Python basics 1: python Basics
First understand the history, but this article is redundant, such as the old lady wrapped in cloth ---------- smelly and long
Encoding history:
1. The computer can only process numbers. text files can only be converted to numbers.
Can be processed. 8 bit = 1 byte, so the maximum number of energy-saving characters is 255.
2. Americans invented computers. In English, all one byte represents all characters.
The ASCII (one byte) encoding is the standard American code.
3. When Chinese people use computers, they need to represent Chinese characters, so they invented
GB2312 encoding format, that is, two bytes are used to represent a Chinese character. Similarly, other language countries
The corresponding encoding is also created. There is no common standard, so when different languages use
The corresponding encoding will produce garbled characters.
4. For unified standards, Unicode encoding has emerged, and all languages are unified into one set of codes.
Unicode and ASCII encoding comparison
1) Letter A: ASCII decimal 65, binary is 0100 0001
ASCII in Chinese characters cannot be encoded as Unicode 20013 binary: 01001110 00101101
2) for computer recognition, the uniform length, so the front position of a is 0, that is, 00000000 0100
Unified standards
5. The standard is unified, and the garbled problem is solved, but the Unicode encoding length is long, but the computer is mainly English,
If all the content is in English, Unicode encoding doubles the storage space and transmission space.
How can this problem be solved?
6. If Unicode encoding can change, so the UTF-8 appears
In UTF-8, a letter is a byte, and a Chinese character is 3 bytes, especially the uncommon 4-6
Therefore, space and storage are saved.
7. The problem arises: The computer only recognizes Unicode encoding.
How to convert between UTF-8
When it needs to be recognized by the computer, it will be loaded into the memory. The encoding used at this time must be Unicode encoding.
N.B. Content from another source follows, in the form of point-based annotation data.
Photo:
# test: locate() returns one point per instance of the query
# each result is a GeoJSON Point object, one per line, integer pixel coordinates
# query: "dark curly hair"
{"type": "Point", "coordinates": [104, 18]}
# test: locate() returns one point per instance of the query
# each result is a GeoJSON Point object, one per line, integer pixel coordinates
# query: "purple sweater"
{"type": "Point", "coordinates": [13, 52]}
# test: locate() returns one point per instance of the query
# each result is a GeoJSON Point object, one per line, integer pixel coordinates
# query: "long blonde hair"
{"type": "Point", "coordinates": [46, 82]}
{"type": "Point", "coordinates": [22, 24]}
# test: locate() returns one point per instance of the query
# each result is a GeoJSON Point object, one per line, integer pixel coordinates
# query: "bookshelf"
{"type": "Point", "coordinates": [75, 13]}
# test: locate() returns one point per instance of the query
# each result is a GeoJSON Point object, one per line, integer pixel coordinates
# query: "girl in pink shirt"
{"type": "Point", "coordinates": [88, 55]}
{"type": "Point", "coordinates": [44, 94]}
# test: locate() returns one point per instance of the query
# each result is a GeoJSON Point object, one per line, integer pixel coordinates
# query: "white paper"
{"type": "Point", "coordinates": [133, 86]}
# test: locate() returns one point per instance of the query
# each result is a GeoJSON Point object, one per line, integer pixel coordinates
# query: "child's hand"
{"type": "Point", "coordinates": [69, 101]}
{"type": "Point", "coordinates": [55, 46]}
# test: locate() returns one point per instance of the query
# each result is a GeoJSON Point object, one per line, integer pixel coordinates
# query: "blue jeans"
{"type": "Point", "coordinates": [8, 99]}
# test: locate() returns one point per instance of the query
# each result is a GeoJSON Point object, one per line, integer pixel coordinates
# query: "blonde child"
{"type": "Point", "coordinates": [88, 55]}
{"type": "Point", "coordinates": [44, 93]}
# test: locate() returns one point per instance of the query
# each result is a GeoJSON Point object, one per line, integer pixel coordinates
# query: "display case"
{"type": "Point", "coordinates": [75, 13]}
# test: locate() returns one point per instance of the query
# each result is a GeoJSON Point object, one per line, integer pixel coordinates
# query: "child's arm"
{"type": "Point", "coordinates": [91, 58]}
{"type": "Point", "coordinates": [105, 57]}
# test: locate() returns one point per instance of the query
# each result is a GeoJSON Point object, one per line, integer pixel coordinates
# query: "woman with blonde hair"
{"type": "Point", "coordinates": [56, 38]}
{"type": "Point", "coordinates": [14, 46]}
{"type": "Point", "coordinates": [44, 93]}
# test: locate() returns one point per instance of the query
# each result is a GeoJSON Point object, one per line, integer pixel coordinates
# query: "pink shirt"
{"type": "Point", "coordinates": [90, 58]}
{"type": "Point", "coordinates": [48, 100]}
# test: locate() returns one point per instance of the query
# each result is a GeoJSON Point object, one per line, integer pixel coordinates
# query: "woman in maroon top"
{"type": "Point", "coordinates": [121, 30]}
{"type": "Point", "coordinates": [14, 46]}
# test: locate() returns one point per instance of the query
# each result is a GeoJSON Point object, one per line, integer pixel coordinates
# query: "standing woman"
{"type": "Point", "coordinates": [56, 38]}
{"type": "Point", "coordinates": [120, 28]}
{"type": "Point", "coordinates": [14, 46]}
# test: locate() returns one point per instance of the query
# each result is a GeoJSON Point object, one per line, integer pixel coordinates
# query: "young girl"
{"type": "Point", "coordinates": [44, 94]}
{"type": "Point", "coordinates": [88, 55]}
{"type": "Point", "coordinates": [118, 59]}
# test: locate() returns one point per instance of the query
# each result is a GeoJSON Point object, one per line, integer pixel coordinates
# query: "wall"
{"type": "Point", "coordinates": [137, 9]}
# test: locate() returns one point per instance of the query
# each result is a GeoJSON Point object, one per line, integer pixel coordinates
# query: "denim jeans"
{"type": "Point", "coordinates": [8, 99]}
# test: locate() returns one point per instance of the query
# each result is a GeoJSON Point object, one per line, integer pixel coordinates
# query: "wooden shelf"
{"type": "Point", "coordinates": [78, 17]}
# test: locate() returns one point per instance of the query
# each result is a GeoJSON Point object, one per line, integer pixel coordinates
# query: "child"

UTF-8 encoding is used when data needs to be transmitted over the network or stored in files, to save space costs
So there is mutual conversion.
Python2 and python3 encoding on Windows/Linux to python2: On Windows:
1. First, let's take a look at the encoding of the window itself.
Import sys
Sys. getdefaultencoding ()
# Out: "UTF-8"
2. All strings are in English
S1 = "abc" --> type (s1): str
S2 = u "abc" --> type (s2): Unicode
U "" indicates that the subsequent strings are stored in unicode format.
S1.encode ("utf8") successful
S2.encode ("utf8") successful
3. When Chinese characters appear:
S1 = "hello" --> GB2312 encoding. Windows
S2 = u "hello"
S1.encode ("utf8") Error
S2.encode ("utf8") successful
Error cause:
The memory is encoded in Unicode,
When s1 is passed, it is not Unicode encoding (because storage is wasted), and
Encode is to convert a Unicode object to the encoding format in the parameter for encoding.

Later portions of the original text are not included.